Jet-black Juliette 10
兵士の帰還を祝う凱旋行進は、突発的に発生するものではない。
魔法的な通信手段を平民が利用しようとすればその対価は高額になるが、ヒト・モノ・カネを自由にできる王族や上級貴族にとってはそうではないからだ。軍が戦場に【パルミスズ・マインド・ネイ/風神伝声】に代表される遠隔通信の魔法を扱う伝声官を従えるのは当然であり、さらに言えば、戦場こそが魔法的通信手段が最も重要視される局面でもある。
作戦行動指示や部隊命令はもちろんのこと、本国への戦況報告も重要な伝声官の仕事だ。

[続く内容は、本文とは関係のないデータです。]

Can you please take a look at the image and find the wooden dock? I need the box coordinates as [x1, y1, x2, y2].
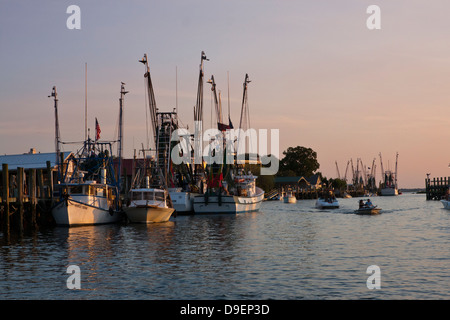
[425, 177, 450, 200]
[0, 162, 54, 237]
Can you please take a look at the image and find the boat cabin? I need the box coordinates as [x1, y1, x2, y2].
[129, 188, 167, 206]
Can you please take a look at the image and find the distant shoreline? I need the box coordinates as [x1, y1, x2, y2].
[398, 188, 426, 193]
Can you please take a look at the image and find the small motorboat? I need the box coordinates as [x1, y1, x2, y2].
[441, 199, 450, 210]
[283, 191, 297, 203]
[355, 199, 381, 215]
[316, 198, 339, 209]
[355, 206, 381, 215]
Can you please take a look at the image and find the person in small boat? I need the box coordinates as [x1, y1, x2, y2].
[359, 200, 365, 209]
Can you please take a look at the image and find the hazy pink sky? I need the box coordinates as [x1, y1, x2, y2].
[0, 0, 450, 188]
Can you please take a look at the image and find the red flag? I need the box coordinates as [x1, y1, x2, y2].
[95, 118, 102, 141]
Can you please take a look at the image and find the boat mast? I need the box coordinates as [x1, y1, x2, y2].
[394, 152, 398, 189]
[117, 82, 128, 194]
[48, 86, 61, 181]
[139, 53, 158, 147]
[236, 73, 251, 166]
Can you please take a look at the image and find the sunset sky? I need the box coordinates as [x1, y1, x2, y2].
[0, 0, 450, 188]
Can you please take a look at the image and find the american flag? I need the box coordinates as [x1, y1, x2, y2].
[95, 118, 102, 141]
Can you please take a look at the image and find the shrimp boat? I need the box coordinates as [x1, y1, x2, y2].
[124, 188, 175, 223]
[194, 172, 264, 214]
[194, 74, 264, 214]
[51, 83, 126, 226]
[124, 54, 177, 223]
[380, 153, 399, 196]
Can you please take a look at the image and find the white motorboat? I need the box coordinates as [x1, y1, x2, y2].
[194, 174, 264, 214]
[316, 197, 339, 209]
[124, 188, 175, 223]
[49, 83, 127, 226]
[52, 181, 122, 226]
[169, 188, 201, 214]
[355, 206, 381, 215]
[441, 199, 450, 210]
[283, 191, 297, 203]
[381, 187, 398, 196]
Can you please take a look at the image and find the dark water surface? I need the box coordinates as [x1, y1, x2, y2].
[0, 194, 450, 300]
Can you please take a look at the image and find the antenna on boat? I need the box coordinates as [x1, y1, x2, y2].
[84, 62, 88, 140]
[117, 82, 128, 193]
[48, 86, 61, 180]
[175, 66, 178, 115]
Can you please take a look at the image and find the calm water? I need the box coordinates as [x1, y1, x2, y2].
[0, 194, 450, 300]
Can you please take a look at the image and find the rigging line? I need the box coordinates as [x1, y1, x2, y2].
[144, 78, 150, 149]
[227, 71, 231, 119]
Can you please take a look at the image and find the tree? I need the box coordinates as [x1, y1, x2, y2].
[280, 146, 320, 177]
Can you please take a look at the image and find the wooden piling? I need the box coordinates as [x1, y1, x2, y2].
[425, 177, 450, 200]
[17, 168, 24, 235]
[29, 169, 37, 229]
[36, 169, 45, 199]
[2, 163, 10, 235]
[47, 161, 53, 199]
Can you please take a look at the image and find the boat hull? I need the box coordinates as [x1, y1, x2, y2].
[169, 191, 200, 214]
[52, 199, 122, 226]
[355, 208, 381, 215]
[194, 188, 264, 214]
[125, 206, 175, 223]
[316, 200, 339, 209]
[283, 197, 297, 203]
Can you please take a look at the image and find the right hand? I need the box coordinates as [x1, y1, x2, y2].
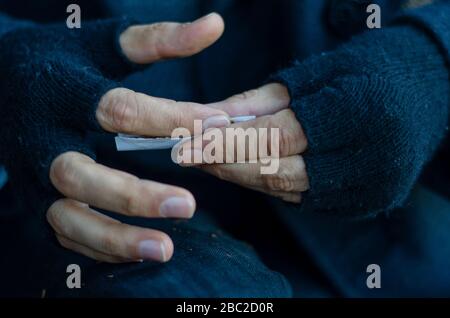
[0, 14, 228, 263]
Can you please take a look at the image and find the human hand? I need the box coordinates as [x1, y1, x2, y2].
[180, 83, 309, 203]
[0, 14, 232, 262]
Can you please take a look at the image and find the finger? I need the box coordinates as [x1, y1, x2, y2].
[176, 109, 307, 166]
[50, 152, 195, 218]
[47, 199, 173, 262]
[119, 13, 224, 64]
[249, 187, 302, 203]
[56, 234, 136, 264]
[208, 83, 290, 117]
[96, 88, 230, 137]
[200, 156, 309, 194]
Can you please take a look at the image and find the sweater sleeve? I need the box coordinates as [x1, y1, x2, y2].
[0, 12, 33, 37]
[272, 1, 450, 217]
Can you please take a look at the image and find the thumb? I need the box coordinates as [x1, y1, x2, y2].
[119, 13, 224, 64]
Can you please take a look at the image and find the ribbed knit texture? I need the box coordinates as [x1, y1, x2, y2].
[272, 3, 450, 217]
[0, 16, 139, 224]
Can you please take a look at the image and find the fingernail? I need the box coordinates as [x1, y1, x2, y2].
[195, 12, 216, 22]
[159, 197, 194, 218]
[179, 149, 204, 167]
[138, 240, 166, 262]
[203, 115, 231, 131]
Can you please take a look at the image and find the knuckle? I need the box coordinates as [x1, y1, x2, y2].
[169, 102, 188, 128]
[262, 169, 295, 192]
[100, 226, 119, 255]
[228, 89, 259, 102]
[56, 235, 71, 249]
[99, 88, 139, 132]
[47, 199, 67, 233]
[124, 180, 143, 216]
[278, 127, 296, 157]
[50, 152, 79, 193]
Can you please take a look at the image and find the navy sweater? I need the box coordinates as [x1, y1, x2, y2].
[0, 0, 450, 217]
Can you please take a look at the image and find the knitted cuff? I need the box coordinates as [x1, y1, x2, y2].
[271, 23, 449, 217]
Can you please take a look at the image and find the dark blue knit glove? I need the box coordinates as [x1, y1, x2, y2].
[0, 19, 139, 211]
[272, 22, 449, 216]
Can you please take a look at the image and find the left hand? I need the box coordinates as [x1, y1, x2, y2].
[181, 83, 309, 203]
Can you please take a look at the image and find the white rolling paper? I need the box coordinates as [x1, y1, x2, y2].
[115, 116, 256, 151]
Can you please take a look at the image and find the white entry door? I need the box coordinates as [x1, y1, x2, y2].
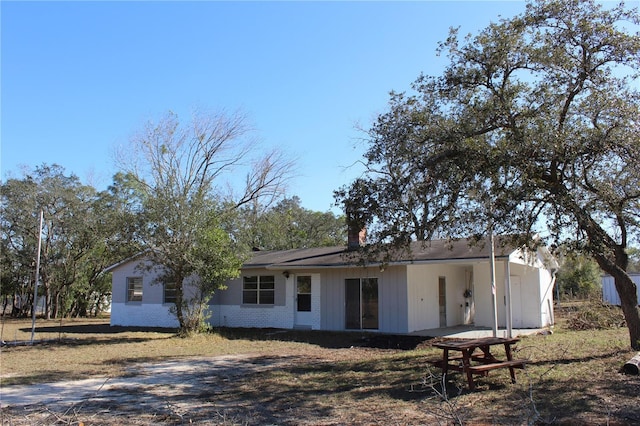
[295, 275, 313, 328]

となれば戦争の終結は比較的早い段階で本国中央に知らされ、そして、中央に伝わった情報はそこからまた国中に広がってゆく。
諸侯直轄でない町や村であっても、四神殿がその任を果たすため、世界各地の全く関係ない国や地域の戦争状況について、自分の村から出たことのない平民でもある程度の情報を得ることができていた。

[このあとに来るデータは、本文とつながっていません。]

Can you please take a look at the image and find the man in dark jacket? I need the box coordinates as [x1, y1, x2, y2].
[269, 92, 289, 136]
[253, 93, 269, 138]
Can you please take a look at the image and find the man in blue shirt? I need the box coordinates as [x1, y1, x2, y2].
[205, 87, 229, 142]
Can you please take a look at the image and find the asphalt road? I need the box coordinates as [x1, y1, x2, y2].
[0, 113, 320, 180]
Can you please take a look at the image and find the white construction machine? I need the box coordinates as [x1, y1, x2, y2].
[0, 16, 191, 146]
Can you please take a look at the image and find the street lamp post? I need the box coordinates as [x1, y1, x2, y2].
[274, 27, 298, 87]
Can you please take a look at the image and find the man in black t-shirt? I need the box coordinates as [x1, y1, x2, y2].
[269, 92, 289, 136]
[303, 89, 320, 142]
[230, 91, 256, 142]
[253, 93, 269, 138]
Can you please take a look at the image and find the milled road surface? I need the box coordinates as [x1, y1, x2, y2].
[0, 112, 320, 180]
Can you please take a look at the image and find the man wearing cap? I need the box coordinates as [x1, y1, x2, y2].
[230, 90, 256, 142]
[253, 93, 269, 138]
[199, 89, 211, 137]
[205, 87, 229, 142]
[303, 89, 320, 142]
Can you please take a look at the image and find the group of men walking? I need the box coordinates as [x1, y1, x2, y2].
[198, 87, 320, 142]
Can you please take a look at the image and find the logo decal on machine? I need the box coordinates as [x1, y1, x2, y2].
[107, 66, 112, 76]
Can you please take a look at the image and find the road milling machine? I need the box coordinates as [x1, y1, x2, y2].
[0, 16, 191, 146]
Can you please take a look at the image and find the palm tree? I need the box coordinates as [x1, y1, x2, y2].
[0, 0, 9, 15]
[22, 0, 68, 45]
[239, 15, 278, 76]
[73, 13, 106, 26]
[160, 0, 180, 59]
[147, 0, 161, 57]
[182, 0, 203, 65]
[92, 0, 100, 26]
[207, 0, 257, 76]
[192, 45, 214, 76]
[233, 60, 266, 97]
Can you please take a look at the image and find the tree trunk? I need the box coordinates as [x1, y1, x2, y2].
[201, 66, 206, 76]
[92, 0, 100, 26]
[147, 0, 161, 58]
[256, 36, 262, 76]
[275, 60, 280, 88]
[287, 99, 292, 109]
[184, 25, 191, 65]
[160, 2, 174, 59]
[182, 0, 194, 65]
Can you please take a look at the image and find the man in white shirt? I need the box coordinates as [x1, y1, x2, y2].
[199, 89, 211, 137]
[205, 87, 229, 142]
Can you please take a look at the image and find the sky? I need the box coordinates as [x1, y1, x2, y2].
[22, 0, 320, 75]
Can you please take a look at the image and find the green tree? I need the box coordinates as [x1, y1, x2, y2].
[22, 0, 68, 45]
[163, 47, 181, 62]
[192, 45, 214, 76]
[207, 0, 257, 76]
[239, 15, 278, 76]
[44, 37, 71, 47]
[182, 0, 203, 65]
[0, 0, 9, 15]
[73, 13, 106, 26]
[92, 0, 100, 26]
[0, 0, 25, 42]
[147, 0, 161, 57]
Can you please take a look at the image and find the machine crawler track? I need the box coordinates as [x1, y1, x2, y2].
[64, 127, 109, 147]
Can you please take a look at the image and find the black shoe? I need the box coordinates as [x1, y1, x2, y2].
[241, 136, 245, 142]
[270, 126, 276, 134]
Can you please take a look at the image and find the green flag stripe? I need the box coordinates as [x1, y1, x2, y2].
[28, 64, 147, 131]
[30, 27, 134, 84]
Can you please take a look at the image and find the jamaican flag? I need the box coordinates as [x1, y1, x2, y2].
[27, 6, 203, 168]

広範な情報の伝達。それは風神神殿が担う役割の一つである。
そう言った理由があり、凱旋行進の予定は何日も前から――それこそ一月以上前から――街に知らされるため、迎える人々も事前に様々な出迎えの準備を整えることができるのだ。
周辺の村々から人が集まり、娘たちが着飾りはじめれば、皆の気分も自然盛り上がってきて財布の紐も緩んでくる。金の匂いを嗅ぎつけた商人たちが街に現れ、市が立ち、日頃目にできない珍しい品々が店先に並ぶ。そうすると、それを目的にまた別の人間が集まってくる。

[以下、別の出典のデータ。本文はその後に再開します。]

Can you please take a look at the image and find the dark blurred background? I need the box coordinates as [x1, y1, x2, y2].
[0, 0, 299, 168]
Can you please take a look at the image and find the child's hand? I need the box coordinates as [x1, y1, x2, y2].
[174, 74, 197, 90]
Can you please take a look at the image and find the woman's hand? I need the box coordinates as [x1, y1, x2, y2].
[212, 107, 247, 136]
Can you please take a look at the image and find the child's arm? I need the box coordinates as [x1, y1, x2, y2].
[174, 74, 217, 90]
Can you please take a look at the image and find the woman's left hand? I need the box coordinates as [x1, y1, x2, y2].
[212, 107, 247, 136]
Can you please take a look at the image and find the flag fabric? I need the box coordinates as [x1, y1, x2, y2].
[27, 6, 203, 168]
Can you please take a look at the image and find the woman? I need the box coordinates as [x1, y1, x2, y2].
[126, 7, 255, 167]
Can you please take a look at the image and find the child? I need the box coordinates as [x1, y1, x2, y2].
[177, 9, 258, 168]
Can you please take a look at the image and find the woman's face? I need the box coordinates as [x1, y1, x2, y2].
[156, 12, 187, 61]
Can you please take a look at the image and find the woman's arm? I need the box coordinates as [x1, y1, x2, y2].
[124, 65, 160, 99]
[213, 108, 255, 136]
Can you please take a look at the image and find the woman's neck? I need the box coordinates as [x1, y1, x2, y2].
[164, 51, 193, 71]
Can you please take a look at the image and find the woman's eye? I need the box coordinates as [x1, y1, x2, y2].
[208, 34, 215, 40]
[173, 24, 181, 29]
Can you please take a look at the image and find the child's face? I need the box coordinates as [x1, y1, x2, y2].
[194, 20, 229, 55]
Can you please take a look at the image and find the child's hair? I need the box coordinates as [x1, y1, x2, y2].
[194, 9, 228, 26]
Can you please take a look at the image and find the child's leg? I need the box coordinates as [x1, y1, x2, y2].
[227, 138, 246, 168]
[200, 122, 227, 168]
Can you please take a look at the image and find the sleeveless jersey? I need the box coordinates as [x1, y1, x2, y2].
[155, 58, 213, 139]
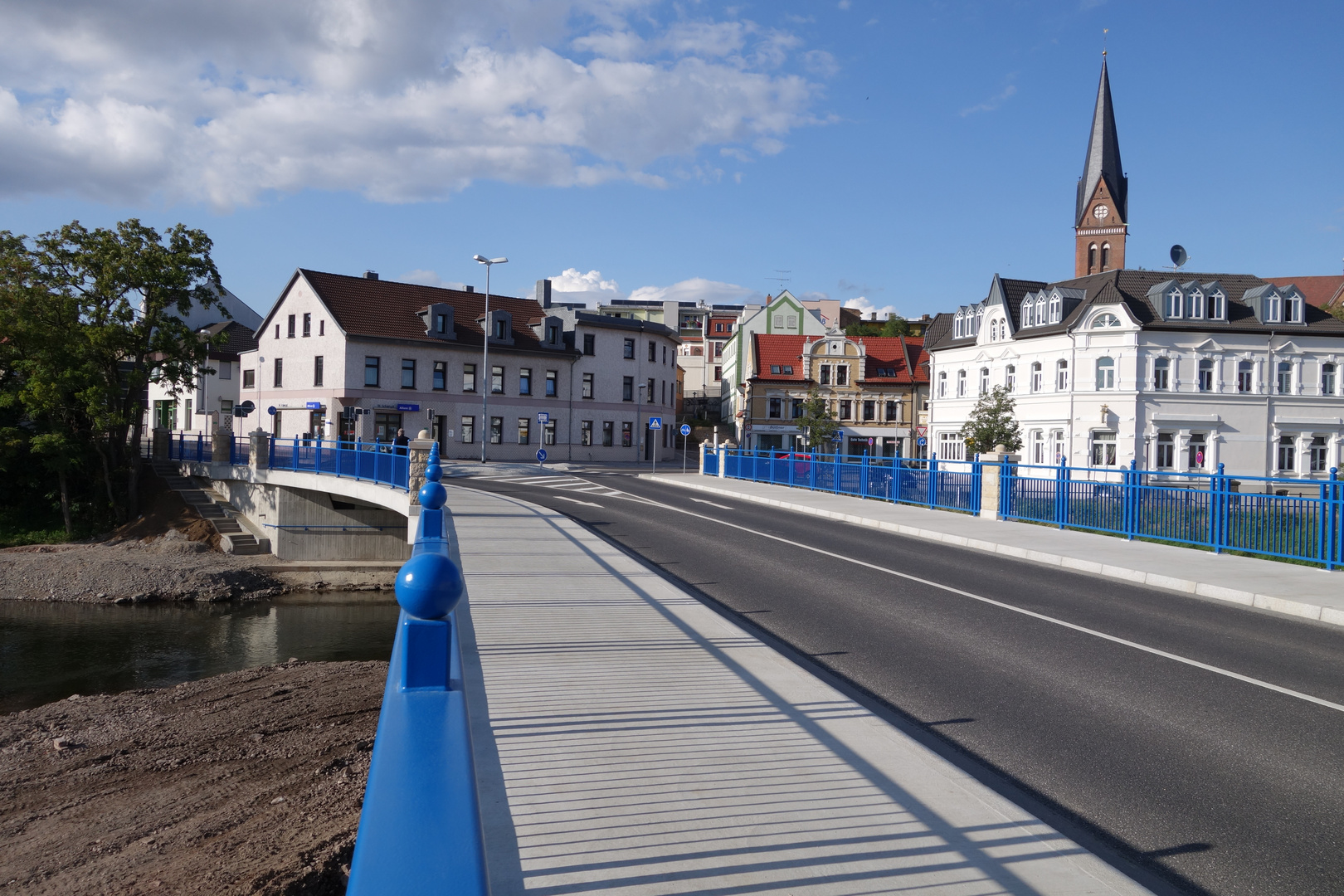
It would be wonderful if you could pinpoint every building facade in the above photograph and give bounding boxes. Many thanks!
[241,269,680,460]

人が集まり、金が動く。需要と供給の好循環。これが景気を動かすのだ。
そして、ついに迎える目的の日。
その勢いはまさに気炎の立つが如しである。
「ふぉぉぉぉぉ」
そんな街の様子を、キラキラとした見つめる一対の瞳があった。
場所は火の市の全てを視界に収められる、高い街路樹の上。
太い幹を持つ樹木で葉が厚く重なりあっているため、真下から見上げたところでそこに誰かがいることはわからないだろう。
頭の上からぴょこんと呼び出した耳と左右にふられる太い尾。獣人であることは間違いない。
そしてその人物はキツネを模した木彫の面をつけていた。
狐面の人物が立つ幹の反対側の枝に、もう一人の背の高い――こちらはウサギの面をつけた――人物が立っていた。
「――――」
「――! ――!」
葉のさざめきが二人の会話をかき消す。雰囲気だけ見れば、兎面の人物が発した言葉に、狐面の人物が激しく反論しているといったところだろうか。
きゅっと身を竦める兎面の人物。狐面の人物がもう用はないとばかりにひらひらと手を振って、追い払う様な仕草を見せた。
兎面の人物は逡巡の仕草を見せたのち、諦めたように背中から枝からぴょんと飛び降りた。
「――――」
枝の高さは地上10メートルを超えており、自殺志願者でなければ、猫の獣人でもない限り生きて地上には降りられない高さである。兎・即・死である。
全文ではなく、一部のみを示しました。